Two more of Niloch’s soldiers staggered bleeding off the bridge into nothingness. The whole pack of them now were converging on my unexpected savior like piranha in a feeding frenzy, but I didn’t think it was Smyler’s blood I saw fountaining in the air, or Smyler’s fingers and ears flying out of the scrimmage.

“Run!” he shouted. “Run, angel!” Then, as if to prove Smyler’s kind intent, something else came flying out of the ruckus and rolled to a stop near my feet, blood dribbling from it to join my own good-sized puddle. It was Niloch’s long, skull-like head, the jaws snapping at nothing, slow as a dying crab. The wet red eyes rolled up, and it saw me. Somehow, despite no longer being attached to larynx or lungs, it said in a near-whisper, “I . . . will . . . !”

I didn’t think, just stomped on it as hard as I could, feeling the bones smash beneath my foot. “Shut up,” I said, then kicked the broken, oozing lump off the bridge. “Just. Shut up.”
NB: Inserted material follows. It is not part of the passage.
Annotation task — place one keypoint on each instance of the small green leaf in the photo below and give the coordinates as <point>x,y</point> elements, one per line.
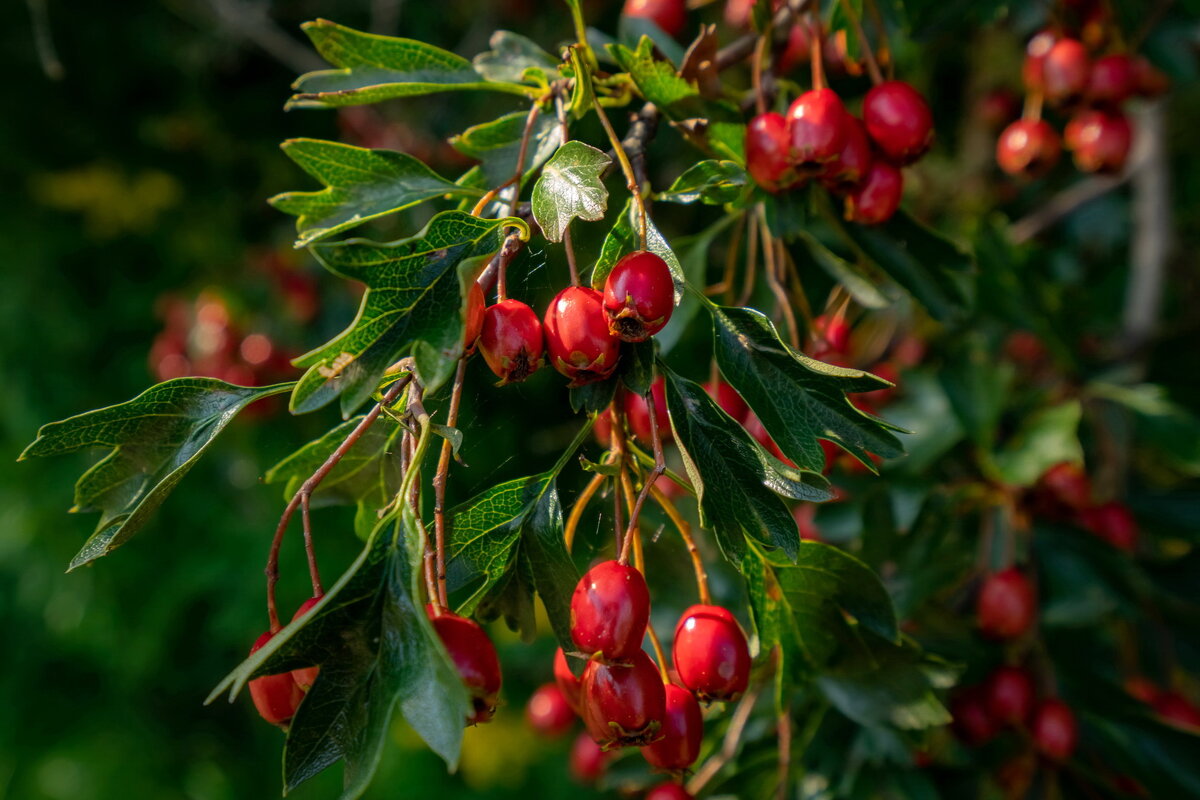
<point>154,439</point>
<point>570,187</point>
I ran then, although it was more like hobbling, blood and brain matter still oozing out of the back of my skull, clutching the harpoon stuck through my chest in both hands to minimize the horrible pain from its every movement—a picture William Blake might have painted after a really bad Saturday night. I ran until the bellows and squeals of Niloch’s soldiers had fallen away behind me, then ran on, through a darkness I can’t even remember now. I vaguely recall reaching the elevator, but I think I kept running even after that, throwing myself blindly against the sides of the coffin-shaped box until I understood I was safe, or at least as safe as I’ll ever be in this life, until I could finally say the words Temuel taught me and lay aside my demon body, until I could leave Hell behind me and surrender to blessed, blessed blackness.

I’ve never seen Smyler again since the Neronian Bridge. I don’t know whether he survived. I’m not sure how I feel about that, but I am sure that he saved me when nothing else but God Himself could have done it.